The sixth trilateral summit between Turkey, Pakistan and Afghanistan, hosted by Turkish President Abdullah Gül on Tuesday in Beşiktaş, concluded with the three countries signing agreements and memoranda of understanding for cooperation in various areas and expressing willingness to join hands in working towards peace and security in the region. Foreign Minister Ahmet Davutoğlu, in a statement to the Financial Times, said the trilateral summit between Turkey, Pakistan and Afghanistan comes at a “critical” time due to the increasing tensions between Afghanistan and Pakistan.
Afghan-Pakistani relations remain strained after both accused the other of supporting terrorist attacks and activities in one another's countries. Afghanistan also has accused the Pakistani spy agency of involvement in the recent assassination of former Afghan President Burhanuddin Rabani. Afghan President Hamid Karzai, calling the trilateral summit a significant move in the right direction, said: “The unfortunate assassination of Rabbani has thrown the entire [peace] exercise into difficulty. It was almost the end of negotiations.”

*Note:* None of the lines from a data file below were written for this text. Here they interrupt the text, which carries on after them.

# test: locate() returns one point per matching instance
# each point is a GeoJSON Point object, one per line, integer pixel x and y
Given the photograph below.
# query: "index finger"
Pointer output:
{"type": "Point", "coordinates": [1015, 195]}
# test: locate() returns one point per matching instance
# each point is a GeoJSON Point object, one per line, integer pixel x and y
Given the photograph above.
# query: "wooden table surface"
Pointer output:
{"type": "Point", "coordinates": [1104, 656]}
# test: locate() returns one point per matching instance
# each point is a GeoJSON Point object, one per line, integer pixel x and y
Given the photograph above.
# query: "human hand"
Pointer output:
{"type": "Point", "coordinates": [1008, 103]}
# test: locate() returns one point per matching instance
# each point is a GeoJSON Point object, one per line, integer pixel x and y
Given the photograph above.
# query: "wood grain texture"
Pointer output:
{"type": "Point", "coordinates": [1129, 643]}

In fact, the summit was the first meeting between the two neighbors since the assassination.
Gül and Karzai said one of the most important results of the trilateral summit was the creation of a joint mechanism between the Afghan and Pakistani governments' intelligence officials on the assassination of Rabbani. “If there is tension between Pakistan and Afghanistan, there cannot be a healthy transition,” Davutoğlu said, referring to the Afghan security forces' plans to assume responsibility for the security of the country as foreign troops pull out of the region.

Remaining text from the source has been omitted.